I have a couple of thoughts here:
- If this patchset is merged and a major user such as google is
unable to use it and has to continue to carry a separate patch then
that's a regrettable situation for the upstream kernel.
- Google's is, afaik, the largest use case we know of: zillions of
machines for a number of years. And this real-world experience tells
us that the badram patchset has shortcomings. Shortcomings which we
can expect other users to experience.
So. What are your thoughts on these issues?
Thanks
On Wed, Jun 22, 2011 at 2:00 PM, Andrew Morton
<[email protected]> wrote:>
> I have a couple of thoughts here:
>
> - If this patchset is merged and a major user such as google is
> ?unable to use it and has to continue to carry a separate patch then
> ?that's a regrettable situation for the upstream kernel.
>
> - Google's is, afaik, the largest use case we know of: zillions of
> ?machines for a number of years. ?And this real-world experience tells
> ?us that the badram patchset has shortcomings. ?Shortcomings which we
> ?can expect other users to experience.
>
> So. ?What are your thoughts on these issues?
Has Google submitted patches for their implementation?
josh
On Wed, 22 Jun 2011 11:00:34 -0700 Andrew Morton wrote:
> On Wed, 22 Jun 2011 13:18:51 +0200 Stefan Assmann <[email protected]> wrote:
>
> > Following the RFC for the BadRAM feature here's the updated version with
> > spelling fixes, thanks go to Randy Dunlap.

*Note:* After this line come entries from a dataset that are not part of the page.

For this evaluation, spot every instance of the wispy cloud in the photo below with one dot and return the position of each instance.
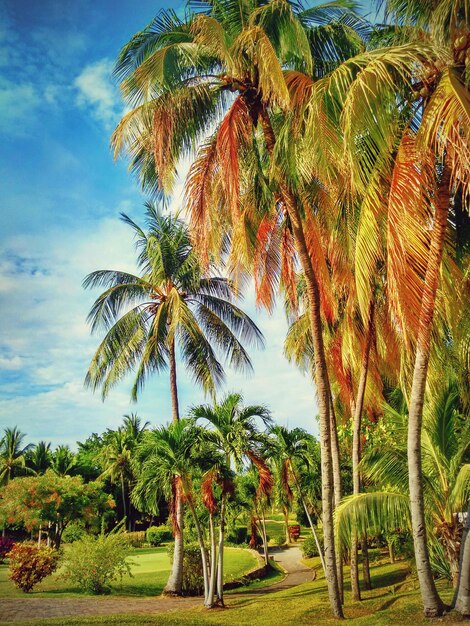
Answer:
(97, 92)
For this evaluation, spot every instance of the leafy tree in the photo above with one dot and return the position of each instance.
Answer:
(172, 302)
(50, 498)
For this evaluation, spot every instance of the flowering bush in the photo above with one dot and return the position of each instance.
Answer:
(30, 564)
(6, 544)
(93, 562)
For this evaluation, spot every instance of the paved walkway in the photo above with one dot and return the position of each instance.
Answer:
(22, 609)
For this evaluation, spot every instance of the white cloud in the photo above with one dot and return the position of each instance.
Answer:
(97, 92)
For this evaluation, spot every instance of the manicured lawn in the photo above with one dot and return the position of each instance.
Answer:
(150, 572)
(394, 601)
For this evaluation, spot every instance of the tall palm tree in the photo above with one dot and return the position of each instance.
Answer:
(39, 457)
(12, 454)
(180, 76)
(164, 466)
(232, 428)
(445, 447)
(171, 303)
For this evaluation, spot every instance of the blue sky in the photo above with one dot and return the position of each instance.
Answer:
(61, 195)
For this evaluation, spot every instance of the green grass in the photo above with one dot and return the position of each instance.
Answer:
(150, 570)
(394, 600)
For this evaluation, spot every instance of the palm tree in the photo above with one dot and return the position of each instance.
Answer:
(447, 479)
(163, 466)
(12, 454)
(62, 460)
(179, 76)
(231, 427)
(420, 147)
(116, 457)
(39, 457)
(172, 302)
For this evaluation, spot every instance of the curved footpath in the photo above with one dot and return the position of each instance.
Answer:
(19, 609)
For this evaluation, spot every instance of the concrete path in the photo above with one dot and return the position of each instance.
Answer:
(22, 609)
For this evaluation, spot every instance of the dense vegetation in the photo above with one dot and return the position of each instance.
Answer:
(330, 163)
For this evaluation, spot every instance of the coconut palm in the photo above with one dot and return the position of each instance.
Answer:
(182, 76)
(404, 113)
(447, 479)
(171, 303)
(232, 429)
(12, 454)
(164, 466)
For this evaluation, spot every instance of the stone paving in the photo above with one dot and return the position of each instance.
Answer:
(21, 609)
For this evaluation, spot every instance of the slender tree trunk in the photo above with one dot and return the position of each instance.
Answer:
(202, 547)
(356, 451)
(336, 460)
(220, 563)
(173, 384)
(321, 375)
(366, 565)
(213, 569)
(286, 524)
(123, 494)
(174, 586)
(461, 602)
(432, 604)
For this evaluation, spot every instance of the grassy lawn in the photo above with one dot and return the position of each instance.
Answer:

Also the code is now less verbose,
> > as requested by Andi Kleen.
> > v2 with even more spelling fixes suggested by Randy.
> > Patches are against vanilla 2.6.39.
> >
> > The idea is to allow the user to specify RAM addresses that shouldn't be
> > touched by the OS, because they are broken in some way. Not all machines have
> > hardware support for hwpoison, ECC RAM, etc, so here's a solution that allows to
> > use bitmasks to mask address patterns with the new "badram" kernel command line
> > parameter.
> > Memtest86 has an option to generate these patterns since v2.3 so the only thing
> > for the user to do should be:
> > - run Memtest86
> > - note down the pattern
> > - add badram=<pattern> to the kernel command line
> >
> > The concerning pages are then marked with the hwpoison flag and thus won't be
> > used by the memory managment system.
>
> The google kernel has a similar capability. I asked Nancy to comment
> on these patches and she said:
>
> : One, the bad addresses are passed via the kernel command line, which
> : has a limited length. It's okay if the addresses can be fit into a
> : pattern, but that's not necessarily the case in the google kernel. And
> : even with patterns, the limit on the command line length limits the
> : number of patterns that user can specify. Instead we use lilo to pass
> : a file containing the bad pages in e820 format to the kernel.
> :
> : Second, the BadRAM patch expands the address patterns from the command
> : line into individual entries in the kernel's e820 table. The e820
> : table is a fixed buffer that supports a very small, hard coded number
> : of entries (128). We require a much larger number of entries (on
> : the order of a few thousand), so much of the google kernel patch deals
> : with expanding the e820 table. Also, with the BadRAM patch, entries
> : that don't fit in the table are silently dropped and this isn't
> : appropriate for us.
> :
> : Another caveat of mapping out too much bad memory in general. If too
> : much memory is removed from low memory, a system may not boot. We
> : solve this by generating good maps. Our userspace tools do not map out
> : memory below a certain limit, and it verifies against a system's iomap
> : that only addresses from memory is mapped out.
>
> I have a couple of thoughts here:
>
> - If this patchset is merged and a major user such as google is
> unable to use it and has to continue to carry a separate patch then
> that's a regrettable situation for the upstream kernel.
>
> - Google's is, afaik, the largest use case we know of: zillions of
> machines for a number of years. And this real-world experience tells
> us that the badram patchset has shortcomings. Shortcomings which we
> can expect other users to experience.
>
> So. What are your thoughts on these issues?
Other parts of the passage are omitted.